Girls who march to a different drum change the world

Mariah, 16, should have grown up in the ‘60’s. Have you ever met a kid who just reeked of that by-gone era: free spirits who want to try everything no matter how restrictive their parents become and who march to a different drum? I often describe these rebels as wild horses cooped up in a corral, kicking at the slats of the fence as they try to escape their enclosure. When allowed to exert their power, they are often leaders who change the world.

Mariah would have fit in well with the hippies at Woodstock with her long blond hair and rebellious attitude, but it’s 2017 and she doesn’t fit the present mold of ‘normal’. She listens to alternative music, loves obscure bands, taught herself to play acoustic guitar that she plays constantly, has dabbled in many types of drugs, wears baggy clothes she gets from thrift stores, has never met a type of brand name clothes she doesn’t abhor, doesn’t care what others think of her, and walks to a different drum beat than her peers. Mariah is judged as being either a freak, retro, Goth, or a druggie, none of which is true; she defies labels.

I saw Mariah in my counseling practice because she had felt depressed the previous six months. She had been engaged in a litany of power struggles with her parents since she was a toddler, resulting in a pattern of parental threats, punishments, and perpetual groundings. It’s difficult for parents to connect with girls like Mariah because they are so different from their expectations. Parents who try to mold these kids into their own vision for what they should be like end up frustrated; these girls are who they are and will fight to the death to retain their independence and identity.

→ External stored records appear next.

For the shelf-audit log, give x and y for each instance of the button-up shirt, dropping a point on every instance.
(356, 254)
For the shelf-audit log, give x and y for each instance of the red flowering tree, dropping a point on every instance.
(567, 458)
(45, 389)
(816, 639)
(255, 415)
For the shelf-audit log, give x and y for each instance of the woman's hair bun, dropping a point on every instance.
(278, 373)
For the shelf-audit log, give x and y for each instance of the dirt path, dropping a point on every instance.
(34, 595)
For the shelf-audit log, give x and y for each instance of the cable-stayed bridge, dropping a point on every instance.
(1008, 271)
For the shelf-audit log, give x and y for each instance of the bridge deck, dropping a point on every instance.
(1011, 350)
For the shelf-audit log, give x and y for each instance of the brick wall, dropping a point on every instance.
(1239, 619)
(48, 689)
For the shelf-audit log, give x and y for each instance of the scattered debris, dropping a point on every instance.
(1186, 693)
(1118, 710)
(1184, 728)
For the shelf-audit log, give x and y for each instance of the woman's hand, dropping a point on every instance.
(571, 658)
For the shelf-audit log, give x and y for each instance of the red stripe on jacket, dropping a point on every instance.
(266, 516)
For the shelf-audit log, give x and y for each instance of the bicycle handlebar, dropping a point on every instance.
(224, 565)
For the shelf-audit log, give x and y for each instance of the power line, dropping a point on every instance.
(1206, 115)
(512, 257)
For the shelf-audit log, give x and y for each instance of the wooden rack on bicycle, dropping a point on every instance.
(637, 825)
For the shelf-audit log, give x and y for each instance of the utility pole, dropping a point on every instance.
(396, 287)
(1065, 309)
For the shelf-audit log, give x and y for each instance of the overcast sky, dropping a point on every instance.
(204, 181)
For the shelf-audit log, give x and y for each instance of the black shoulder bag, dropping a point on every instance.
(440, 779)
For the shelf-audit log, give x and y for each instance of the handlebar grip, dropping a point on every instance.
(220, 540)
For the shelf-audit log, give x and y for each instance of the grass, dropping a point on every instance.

What girls like Mariah need is adults who accept them just the way they are, and who show curiosity about their interests. They also require lots of say-so in their lives and independence. It’s important to value passion where you find it with these girls, even if their interests are out of your comfort zone and not the prescribed path most kids are following these days. Mariah needs boundaries, but these need to be negotiated so that she feels her needs are heard and understood; i.e. stay out of a reactive, authoritarian parenting model.

Spirited trailblazers like warrior Joan of Arc, inventor Margaret Knight, poet Emma Lazarus, abolitionist Harriet Tubman, author Susan Eloise Hinton, agricultural entrepreneur Eliza Lucas Pinckney, inventor Amy Chyao, and composer Alma Deutscher were all young girls or teenagers when they made their mark on the world. Their biographies reveal girls who didn’t fit the mold, were strong-minded, and didn’t succumb to limiting gender or age stereotypes.

That’s also how I see Mariah; an acorn waiting to bloom into an oak tree. Hold the highest possible long-term vision for your ‘hippie-in-residence’, and watch them change the world.